Technological Characteristics
Dental implant system with dimensions of 6.0mm x 8.0mm. Designed for surgical implantation in the mandible or maxilla. No specific materials or software algorithms described.
Indications for Use
Indicated for patients with edentulous sites in the mandible or maxilla requiring support for complete denture prostheses, fixed bridgework (terminal or intermediate abutment), partial dentures, or single tooth replacement.
Regulatory Classification
Identification
An endosseous dental implant is a prescription device made of a material such as titanium or titanium alloy that is intended to be surgically placed in the bone of the upper or lower jaw arches to provide support for prosthetic devices, such as artificial teeth, in order to restore a patient's chewing function.
Special Controls
*Classification.* (1) Class II (special controls). The device is classified as class II if it is a root-form endosseous dental implant. The root-form endosseous dental implant is characterized by four geometrically distinct types: Basket, screw, solid cylinder, and hollow cylinder. The guidance document entitled “Class II Special Controls Guidance Document: Root-Form Endosseous Dental Implants and Endosseous Dental Implant Abutments” will serve as the special control. (See § 872.1(e) for the availability of this guidance document.)(2)

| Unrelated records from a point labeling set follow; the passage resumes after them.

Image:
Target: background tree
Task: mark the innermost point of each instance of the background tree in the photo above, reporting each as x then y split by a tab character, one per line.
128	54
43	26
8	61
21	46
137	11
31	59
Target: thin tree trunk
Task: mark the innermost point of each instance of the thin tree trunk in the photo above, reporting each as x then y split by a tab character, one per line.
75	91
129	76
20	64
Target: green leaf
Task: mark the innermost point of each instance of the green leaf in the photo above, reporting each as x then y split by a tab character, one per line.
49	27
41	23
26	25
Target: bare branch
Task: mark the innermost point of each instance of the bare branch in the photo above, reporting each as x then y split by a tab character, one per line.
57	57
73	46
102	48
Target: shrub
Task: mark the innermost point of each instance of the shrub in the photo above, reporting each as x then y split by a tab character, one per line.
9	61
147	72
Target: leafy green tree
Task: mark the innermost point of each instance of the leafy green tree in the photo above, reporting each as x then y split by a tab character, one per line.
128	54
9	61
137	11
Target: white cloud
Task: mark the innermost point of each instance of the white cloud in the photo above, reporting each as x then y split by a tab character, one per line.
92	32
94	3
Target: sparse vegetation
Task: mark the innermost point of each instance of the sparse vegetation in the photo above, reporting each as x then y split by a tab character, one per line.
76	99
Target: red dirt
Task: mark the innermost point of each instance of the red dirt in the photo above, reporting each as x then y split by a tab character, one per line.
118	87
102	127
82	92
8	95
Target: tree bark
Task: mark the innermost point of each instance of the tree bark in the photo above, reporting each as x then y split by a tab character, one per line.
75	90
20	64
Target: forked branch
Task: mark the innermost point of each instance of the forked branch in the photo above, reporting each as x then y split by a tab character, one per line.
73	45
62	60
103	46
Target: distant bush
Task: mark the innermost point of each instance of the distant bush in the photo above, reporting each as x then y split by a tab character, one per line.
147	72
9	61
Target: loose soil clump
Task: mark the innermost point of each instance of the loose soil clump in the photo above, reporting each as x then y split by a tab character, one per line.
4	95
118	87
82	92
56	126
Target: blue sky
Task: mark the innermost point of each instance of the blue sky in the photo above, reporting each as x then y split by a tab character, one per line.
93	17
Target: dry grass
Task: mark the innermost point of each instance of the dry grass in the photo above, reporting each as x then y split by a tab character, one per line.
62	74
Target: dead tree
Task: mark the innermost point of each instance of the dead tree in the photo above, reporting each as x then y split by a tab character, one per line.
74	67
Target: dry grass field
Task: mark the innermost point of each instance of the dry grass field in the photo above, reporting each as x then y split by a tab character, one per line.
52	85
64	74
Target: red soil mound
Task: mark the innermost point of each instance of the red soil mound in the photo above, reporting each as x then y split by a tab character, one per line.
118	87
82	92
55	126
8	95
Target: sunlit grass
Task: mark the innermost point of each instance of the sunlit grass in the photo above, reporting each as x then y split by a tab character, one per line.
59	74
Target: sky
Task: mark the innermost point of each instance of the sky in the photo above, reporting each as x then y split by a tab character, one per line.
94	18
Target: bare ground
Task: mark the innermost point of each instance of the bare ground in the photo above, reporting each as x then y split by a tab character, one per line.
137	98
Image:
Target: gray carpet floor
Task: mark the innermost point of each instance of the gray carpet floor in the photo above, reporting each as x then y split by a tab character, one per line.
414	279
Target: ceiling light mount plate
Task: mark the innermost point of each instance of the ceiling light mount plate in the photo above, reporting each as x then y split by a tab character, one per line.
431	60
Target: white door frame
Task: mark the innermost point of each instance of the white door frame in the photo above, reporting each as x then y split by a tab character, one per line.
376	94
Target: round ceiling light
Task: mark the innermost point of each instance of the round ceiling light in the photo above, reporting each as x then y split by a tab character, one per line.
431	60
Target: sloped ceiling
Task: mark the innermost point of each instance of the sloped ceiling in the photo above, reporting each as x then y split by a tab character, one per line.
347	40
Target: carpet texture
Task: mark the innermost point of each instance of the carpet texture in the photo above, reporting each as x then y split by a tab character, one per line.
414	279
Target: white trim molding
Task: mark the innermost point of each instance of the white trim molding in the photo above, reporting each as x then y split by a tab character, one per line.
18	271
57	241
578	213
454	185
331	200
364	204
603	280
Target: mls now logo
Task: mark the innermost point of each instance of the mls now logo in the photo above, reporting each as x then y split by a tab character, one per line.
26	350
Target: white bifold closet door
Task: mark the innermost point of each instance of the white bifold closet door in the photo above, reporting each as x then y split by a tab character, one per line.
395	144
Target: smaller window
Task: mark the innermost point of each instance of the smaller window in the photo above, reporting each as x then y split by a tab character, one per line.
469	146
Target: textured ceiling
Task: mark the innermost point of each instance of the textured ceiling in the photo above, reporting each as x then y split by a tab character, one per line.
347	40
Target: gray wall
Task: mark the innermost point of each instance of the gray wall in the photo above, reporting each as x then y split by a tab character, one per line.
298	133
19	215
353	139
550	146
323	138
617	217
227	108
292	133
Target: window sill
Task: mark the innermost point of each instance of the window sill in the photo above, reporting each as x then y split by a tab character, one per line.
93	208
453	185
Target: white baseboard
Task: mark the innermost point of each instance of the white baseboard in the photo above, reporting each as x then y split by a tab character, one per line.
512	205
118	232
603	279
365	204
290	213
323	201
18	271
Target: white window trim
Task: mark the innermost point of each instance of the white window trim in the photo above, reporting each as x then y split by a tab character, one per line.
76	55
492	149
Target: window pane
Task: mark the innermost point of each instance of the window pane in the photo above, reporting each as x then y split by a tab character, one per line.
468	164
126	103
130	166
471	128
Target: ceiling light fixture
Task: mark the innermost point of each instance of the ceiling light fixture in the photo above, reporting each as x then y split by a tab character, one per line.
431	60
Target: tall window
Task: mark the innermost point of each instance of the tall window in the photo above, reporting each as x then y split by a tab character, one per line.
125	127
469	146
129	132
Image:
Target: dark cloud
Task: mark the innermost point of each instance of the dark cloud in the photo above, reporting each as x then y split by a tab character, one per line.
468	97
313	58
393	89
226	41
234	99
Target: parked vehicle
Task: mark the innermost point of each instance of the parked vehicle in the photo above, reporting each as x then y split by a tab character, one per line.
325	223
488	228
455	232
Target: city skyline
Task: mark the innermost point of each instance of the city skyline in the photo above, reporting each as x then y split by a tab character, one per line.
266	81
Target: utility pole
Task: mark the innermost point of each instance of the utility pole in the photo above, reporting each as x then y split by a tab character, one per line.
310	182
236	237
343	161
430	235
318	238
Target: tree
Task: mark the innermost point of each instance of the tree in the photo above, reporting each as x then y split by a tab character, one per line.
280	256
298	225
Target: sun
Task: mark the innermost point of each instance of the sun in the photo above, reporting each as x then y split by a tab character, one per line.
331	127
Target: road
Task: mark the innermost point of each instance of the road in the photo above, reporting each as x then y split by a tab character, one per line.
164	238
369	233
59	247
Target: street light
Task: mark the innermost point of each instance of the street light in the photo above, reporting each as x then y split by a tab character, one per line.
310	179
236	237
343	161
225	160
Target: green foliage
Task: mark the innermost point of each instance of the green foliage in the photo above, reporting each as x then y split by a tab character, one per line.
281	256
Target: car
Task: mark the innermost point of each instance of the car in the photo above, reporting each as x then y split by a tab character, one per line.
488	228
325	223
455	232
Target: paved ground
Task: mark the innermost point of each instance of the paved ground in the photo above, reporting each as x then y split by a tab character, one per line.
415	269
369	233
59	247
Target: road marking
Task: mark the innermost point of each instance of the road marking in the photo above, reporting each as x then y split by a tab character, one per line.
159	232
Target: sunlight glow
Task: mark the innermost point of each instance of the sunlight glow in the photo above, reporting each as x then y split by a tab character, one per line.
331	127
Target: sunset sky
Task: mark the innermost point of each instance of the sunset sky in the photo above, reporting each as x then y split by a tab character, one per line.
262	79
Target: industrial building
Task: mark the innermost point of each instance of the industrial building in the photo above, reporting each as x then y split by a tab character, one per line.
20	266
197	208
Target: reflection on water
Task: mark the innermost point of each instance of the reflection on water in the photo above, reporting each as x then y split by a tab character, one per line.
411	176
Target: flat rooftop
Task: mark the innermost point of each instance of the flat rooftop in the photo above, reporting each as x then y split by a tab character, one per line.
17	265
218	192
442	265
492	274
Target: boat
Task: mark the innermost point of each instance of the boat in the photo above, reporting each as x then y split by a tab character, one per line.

*Classification.* Class II (special controls). The device is classified as class II if it is a blade-form endosseous dental implant. The special controls for this device are:(i) The design characteristics of the device must ensure that the geometry and material composition are consistent with the intended use;
(ii) Mechanical performance (fatigue) testing under simulated physiological conditions to demonstrate maximum load (endurance limit) when the device is subjected to compressive and shear loads;
(iii) Corrosion testing under simulated physiological conditions to demonstrate corrosion potential of each metal or alloy, couple potential for an assembled dissimilar metal implant system, and corrosion rate for an assembled dissimilar metal implant system;
(iv) The device must be demonstrated to be biocompatible;
(v) Sterility testing must demonstrate the sterility of the device;
(vi) Performance testing to evaluate the compatibility of the device in a magnetic resonance (MR) environment;
(vii) Labeling must include a clear description of the technological features, how the device should be used in patients, detailed surgical protocol and restoration procedures, relevant precautions and warnings based on the clinical use of the device, and qualifications and training requirements for device users including technicians and clinicians;
(viii) Patient labeling must contain a description of how the device works, how the device is placed, how the patient needs to care for the implant, possible adverse events and how to report any complications; and
(ix) Documented clinical experience must demonstrate safe and effective use and capture any adverse events observed during clinical use.
Related Devices
- K050712 — 4.5.* 6.0MM DENTAL IMPLANT AND 6.0*6.0 MM DENTAL IMPLANT · Bicon, Inc. · Apr 22, 2005
- K982111 — VARIOUS DENTAL IMPLANTS · Biotech Medical Instruments Corp. · Sep 15, 1998
- K060957 — MODIFICATION TO BLUE SKY BIO DENTAL IMPLANT SYSTEM · Blue Sky Bio, LLC · May 5, 2006
- K042637 — THE 5.0 X 6.0MM DENTAL IMPLANT · Bicon, Inc. · Nov 15, 2004
- K123512 — BIODENTA DENTAL IMPLANT SYSTEM- BONE LEVEL D 3.0 TO 6.0 MM · Biodenta Swiss AG · Mar 28, 2013
Submission Summary (Full Text)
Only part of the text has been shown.